At Equal Experts, we have a lot of experience in helping our customers to integrate data science into their business capabilities. This requires data scientists and data engineers to work closely together, because models are usually dependent on data availability. But how many data engineers do you need? Our recommendation is one data engineer per data scientist.
Data science is dependent on data availability
Given a dataset, a data scientist can often come up with a good first pass model in a matter of days. Data scientists are great at maths, statistics and machine learning (ML) algorithms, and they’re blessed with great tooling and libraries. They use tools like Jupyter notebooks to quickly analyse data, prototype algorithms and share their results with clear annotations.
But data scientists need relevant data. They need access to historical data for the inputs and the outputs of the activity they’re modelling, and it’s typically locked away in multiple transactional systems. That causes two problems for data scientists:
- They usually don’t have the engineering skills or inclination to work with transactional systems. More than once, a data scientist has said to me ‘I just want to work with the algorithms’

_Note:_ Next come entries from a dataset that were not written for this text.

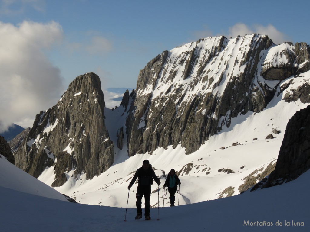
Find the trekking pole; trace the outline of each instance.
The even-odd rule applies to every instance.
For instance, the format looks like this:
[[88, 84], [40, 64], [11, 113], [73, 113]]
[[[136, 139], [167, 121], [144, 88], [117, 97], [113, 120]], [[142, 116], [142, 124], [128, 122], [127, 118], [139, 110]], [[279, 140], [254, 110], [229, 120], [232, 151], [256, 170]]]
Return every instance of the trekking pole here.
[[165, 207], [165, 188], [164, 188], [164, 202], [162, 203], [162, 207]]
[[158, 204], [157, 205], [157, 220], [159, 220], [159, 185], [158, 185]]
[[180, 187], [181, 185], [179, 186], [179, 200], [178, 200], [178, 205], [179, 205], [179, 203], [180, 201]]
[[129, 199], [129, 191], [130, 189], [128, 190], [128, 198], [127, 198], [127, 205], [126, 206], [126, 213], [125, 213], [125, 219], [124, 220], [124, 221], [126, 221], [126, 215], [127, 214], [127, 207], [128, 207], [128, 200]]

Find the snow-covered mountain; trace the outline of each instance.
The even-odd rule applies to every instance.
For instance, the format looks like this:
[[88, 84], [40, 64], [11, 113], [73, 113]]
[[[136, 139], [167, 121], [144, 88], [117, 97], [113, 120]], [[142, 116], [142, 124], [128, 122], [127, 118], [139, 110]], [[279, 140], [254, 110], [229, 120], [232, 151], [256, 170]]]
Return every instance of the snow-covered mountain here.
[[202, 39], [150, 62], [115, 109], [98, 76], [81, 75], [37, 115], [16, 165], [89, 204], [123, 207], [145, 159], [162, 183], [177, 171], [179, 204], [238, 194], [274, 169], [289, 120], [310, 102], [309, 59], [305, 44], [266, 36]]

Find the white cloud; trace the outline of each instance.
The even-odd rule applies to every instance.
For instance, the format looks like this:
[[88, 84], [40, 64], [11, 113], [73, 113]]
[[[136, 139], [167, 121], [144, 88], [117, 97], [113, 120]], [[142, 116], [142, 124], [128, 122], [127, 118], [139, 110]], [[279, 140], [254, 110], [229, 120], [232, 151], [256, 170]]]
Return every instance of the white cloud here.
[[27, 9], [44, 12], [46, 8], [44, 0], [2, 0], [0, 2], [0, 14], [11, 16], [22, 14]]
[[238, 35], [243, 36], [257, 33], [261, 35], [266, 35], [276, 44], [281, 44], [289, 41], [288, 36], [278, 31], [272, 25], [269, 24], [267, 26], [256, 24], [251, 27], [244, 24], [238, 23], [229, 28], [228, 33], [228, 37], [234, 38]]
[[62, 79], [43, 51], [60, 43], [62, 34], [54, 22], [0, 22], [0, 131], [16, 122], [32, 127], [37, 114], [57, 102]]
[[224, 35], [227, 38], [235, 38], [238, 35], [243, 36], [245, 35], [250, 35], [254, 33], [266, 35], [276, 44], [281, 44], [291, 41], [289, 37], [278, 30], [274, 26], [271, 24], [266, 26], [259, 24], [250, 26], [243, 23], [237, 23], [229, 28], [228, 31], [216, 34], [210, 30], [207, 26], [205, 26], [204, 28], [204, 30], [193, 33], [193, 34], [195, 36], [195, 39], [191, 41], [197, 40], [201, 38], [210, 36]]
[[102, 36], [96, 36], [91, 37], [89, 32], [82, 36], [86, 38], [83, 42], [68, 41], [66, 45], [66, 51], [69, 54], [72, 54], [76, 53], [91, 55], [105, 54], [113, 49], [113, 43], [110, 41]]
[[92, 38], [91, 43], [86, 46], [85, 49], [91, 55], [100, 54], [110, 51], [112, 47], [112, 43], [107, 39], [96, 36]]

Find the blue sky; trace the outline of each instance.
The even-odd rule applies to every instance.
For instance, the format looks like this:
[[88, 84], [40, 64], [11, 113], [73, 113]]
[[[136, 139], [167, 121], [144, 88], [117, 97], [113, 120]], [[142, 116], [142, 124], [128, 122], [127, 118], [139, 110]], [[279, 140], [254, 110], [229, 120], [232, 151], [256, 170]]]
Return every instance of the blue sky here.
[[202, 37], [256, 32], [276, 43], [309, 44], [309, 7], [306, 1], [1, 1], [0, 120], [31, 126], [86, 72], [99, 75], [104, 89], [135, 88], [157, 54]]

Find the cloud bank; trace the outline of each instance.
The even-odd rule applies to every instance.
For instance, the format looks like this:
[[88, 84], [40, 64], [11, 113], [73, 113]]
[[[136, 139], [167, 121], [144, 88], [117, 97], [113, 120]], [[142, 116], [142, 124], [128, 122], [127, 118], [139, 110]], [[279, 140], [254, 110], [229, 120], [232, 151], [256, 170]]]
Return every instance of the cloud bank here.
[[289, 37], [278, 30], [272, 25], [269, 24], [266, 26], [257, 24], [250, 26], [243, 23], [236, 24], [229, 28], [228, 31], [223, 32], [221, 34], [214, 34], [206, 26], [204, 26], [203, 30], [195, 32], [193, 33], [195, 40], [210, 36], [220, 36], [224, 35], [227, 38], [235, 38], [238, 35], [243, 36], [245, 35], [250, 35], [254, 33], [266, 35], [271, 38], [275, 44], [278, 44], [285, 42], [292, 42]]
[[36, 114], [60, 98], [60, 71], [44, 52], [61, 42], [63, 34], [53, 22], [0, 22], [0, 131], [12, 122], [32, 127]]

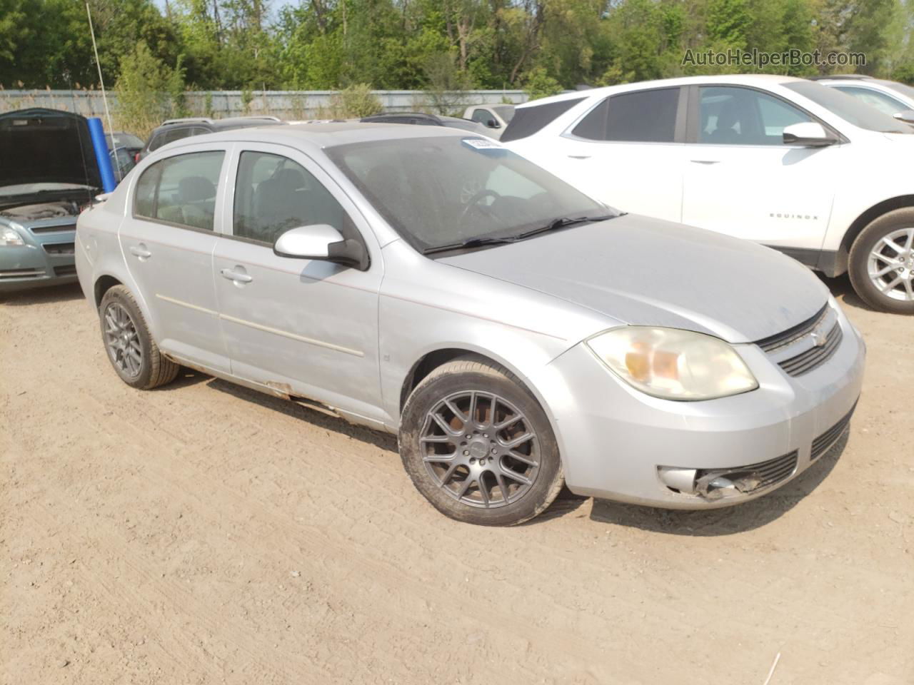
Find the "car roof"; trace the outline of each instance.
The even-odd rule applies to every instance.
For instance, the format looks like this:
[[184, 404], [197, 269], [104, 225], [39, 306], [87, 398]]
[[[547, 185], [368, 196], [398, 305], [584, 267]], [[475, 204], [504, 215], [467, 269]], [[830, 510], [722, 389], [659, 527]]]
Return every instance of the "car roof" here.
[[626, 90], [644, 90], [652, 88], [674, 88], [676, 86], [693, 86], [705, 83], [720, 83], [737, 86], [761, 85], [771, 86], [773, 84], [793, 83], [802, 81], [805, 79], [798, 79], [792, 76], [781, 76], [778, 74], [724, 74], [718, 76], [685, 76], [677, 79], [658, 79], [653, 81], [636, 81], [632, 83], [620, 83], [615, 86], [604, 86], [602, 88], [591, 88], [587, 90], [569, 90], [559, 95], [553, 95], [550, 98], [540, 98], [539, 100], [529, 100], [522, 104], [515, 105], [520, 110], [526, 107], [536, 107], [537, 105], [547, 105], [550, 102], [562, 102], [567, 100], [583, 100], [585, 98], [604, 97], [613, 93], [625, 92]]
[[394, 141], [409, 138], [455, 137], [473, 133], [445, 126], [418, 126], [402, 123], [363, 123], [340, 121], [332, 123], [292, 123], [285, 126], [258, 126], [234, 131], [223, 131], [206, 135], [195, 135], [175, 141], [162, 148], [174, 150], [182, 144], [192, 145], [208, 141], [246, 141], [276, 142], [292, 147], [335, 147], [351, 142]]

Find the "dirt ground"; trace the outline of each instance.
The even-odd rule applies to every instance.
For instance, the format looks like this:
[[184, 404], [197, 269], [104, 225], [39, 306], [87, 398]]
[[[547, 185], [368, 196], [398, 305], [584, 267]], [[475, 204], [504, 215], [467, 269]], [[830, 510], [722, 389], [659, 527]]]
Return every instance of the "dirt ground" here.
[[0, 681], [914, 683], [914, 319], [849, 437], [735, 509], [563, 496], [513, 529], [393, 437], [186, 372], [141, 393], [77, 287], [0, 299]]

- They don’t have approvals to access the data. At a financial services company, data scientists weren’t trusted to access data in a transactional database, for fear it would interrupt daily transactions
Data science progress is dependent on data availability. Data science impact is dependent on integration with the business. Both are dependent on engineers who are sympathetic to data science needs and ways of working. You need a cross-functional team of data scientists, data engineers, and others working together to integrate models into business operations. (You can read more about this in our free ML Ops playbook.)
The rule of thumb is…
The Equal Experts recommendation – one that I know is shared by many other data leaders – is one data engineer per data scientist. It’s a rule of thumb that depends on the complexity of the models, and the nature of the transactional systems involved (for a complex ecosystem with tricky data pipelines and a high impact model the ratio can even be higher – with multiple engineers per data scientist), but time and again this recommendation has helped our customers to achieve their business outcomes.
When you don’t have one data engineer per data scientist, the frustration is obvious. Data scientists spend their time waiting for the data they need to build their models, or they reluctantly do the integrations themselves. Data engineers are overworked as they try to continually provide access to data sources and maintain integrations with business operations. And business users don’t see the benefits they were promised from investing in data science in the first place.